Here’s the setup: Earth is fast becoming uninhabitable.  In the first act, scientist Michael Caine tells hero Matthew McConaghey that his children will be the last generation to live to old age.  The solution?  A journey to another solar system, via wormhole, to find a habitable planet.

That’s a great setup for any number of films.  You could go thriller, horror, hamhanded political screed, religious allegory – you name it.  Interstellar blends aspects of exploration adventure and introspective head trip to create a film that evokes Kubrick’s 2001 while maintaining a sense of desperate tension.  All that, and it provides the best exploration of time dilation in popular science fiction since Joe Haldeman’s The Forever War.  There’s even a snappy android played by Sesame Street’s Mister Noodle.
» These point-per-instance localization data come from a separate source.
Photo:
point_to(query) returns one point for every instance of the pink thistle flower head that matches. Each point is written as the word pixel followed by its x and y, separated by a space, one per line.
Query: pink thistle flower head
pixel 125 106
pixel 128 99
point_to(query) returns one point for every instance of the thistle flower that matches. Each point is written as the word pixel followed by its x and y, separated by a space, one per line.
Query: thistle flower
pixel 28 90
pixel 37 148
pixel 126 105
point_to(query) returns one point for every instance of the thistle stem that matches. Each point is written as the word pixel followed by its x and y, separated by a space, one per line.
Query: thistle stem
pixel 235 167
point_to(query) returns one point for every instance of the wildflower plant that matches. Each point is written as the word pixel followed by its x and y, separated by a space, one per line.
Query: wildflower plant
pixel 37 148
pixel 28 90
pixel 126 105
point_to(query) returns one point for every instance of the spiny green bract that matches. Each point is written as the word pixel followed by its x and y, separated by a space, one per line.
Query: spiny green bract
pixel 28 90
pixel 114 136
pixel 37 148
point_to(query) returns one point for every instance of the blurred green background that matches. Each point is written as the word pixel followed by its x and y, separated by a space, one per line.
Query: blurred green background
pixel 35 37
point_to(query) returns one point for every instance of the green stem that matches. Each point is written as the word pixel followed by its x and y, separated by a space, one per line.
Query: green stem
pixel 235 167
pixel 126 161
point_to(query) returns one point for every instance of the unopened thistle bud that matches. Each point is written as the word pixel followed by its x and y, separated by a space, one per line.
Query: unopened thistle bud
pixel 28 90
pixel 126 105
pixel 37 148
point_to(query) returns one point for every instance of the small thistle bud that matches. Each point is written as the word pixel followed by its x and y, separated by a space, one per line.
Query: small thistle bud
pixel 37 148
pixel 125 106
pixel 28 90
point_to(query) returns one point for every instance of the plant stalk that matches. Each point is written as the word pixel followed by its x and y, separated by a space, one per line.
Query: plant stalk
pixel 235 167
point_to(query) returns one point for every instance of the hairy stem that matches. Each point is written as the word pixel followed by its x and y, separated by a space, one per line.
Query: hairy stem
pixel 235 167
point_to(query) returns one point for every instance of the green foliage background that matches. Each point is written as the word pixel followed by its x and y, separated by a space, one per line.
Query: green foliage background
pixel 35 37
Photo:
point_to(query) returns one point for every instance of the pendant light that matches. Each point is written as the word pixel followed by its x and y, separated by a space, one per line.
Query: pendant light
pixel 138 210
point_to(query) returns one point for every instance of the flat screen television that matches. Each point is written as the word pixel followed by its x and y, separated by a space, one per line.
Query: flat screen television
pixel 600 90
Really, what more could you ask for?

Dark Shadows


Dark Shadows has all the elements of a solid horror-comedy: a classic vampire, a vampy villain, ghosts, and werewolves.  However, it never quite comes together.  Its hero is a genuine monster, making it hard to root for him.  Its villain has clear motivations that make no sense, its plot is muddled, and its climax says “to heck with it” and departs even from the rules of its own fantasy world.

And on and on and on.

One gets the feeling that some producer decided to exploit his or her rights to a nominally familiar horror franchise, called Tim Burton, and handed him a sack of cash.  Burton did his thing, complete with a real live Corpse Bride, but the movie spent too much time in production and not enough time in the word processor.

Ah, well.

My Fair Lady


My Fair Lady combines a fairly risible story (once you think about it) with one catchy production number after another.
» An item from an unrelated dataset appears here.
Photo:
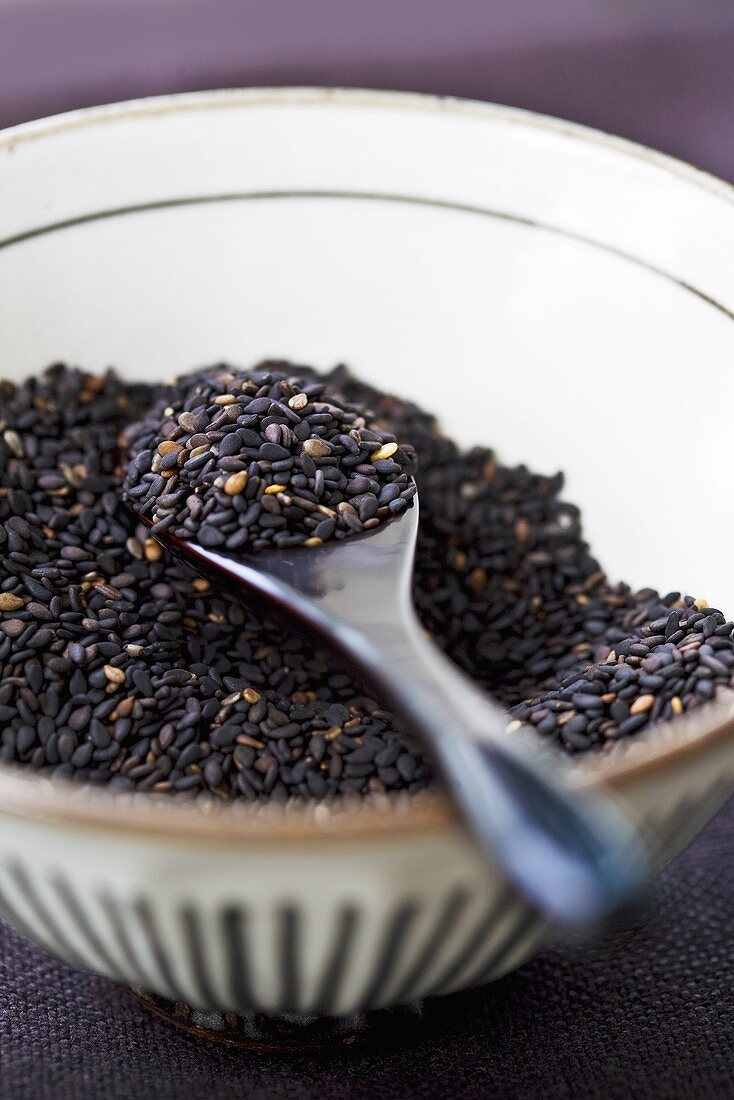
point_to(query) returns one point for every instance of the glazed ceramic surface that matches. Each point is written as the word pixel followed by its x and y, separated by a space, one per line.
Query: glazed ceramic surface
pixel 577 293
I like catchy production numbers.  I’m still humming “Ascot Opening Day.”  I’ll watch this any time it comes on.

The World’s End


The World’s End is lovely.  While hampered by a rocky first act, the picture gets to swinging once the world actually begins to end.  It’s funny, it’s heartfelt, and it’s a winner.

Much Ado About Nothing


Meh.  There ain’t no Beatrice and Benedick like Emma Thompson and Kenneth Branagh’s Beatrice and Benedick.

The Heroic Trio


Oh, what an abomination.  Stupidly plotted, poorly choreographed, badly shot, and amateurishly dubbed, The Heroic Trio is a sad waste of the talents of Maggie Cheung, Michelle Yeoh, and Anita Mui.  Give it a pass.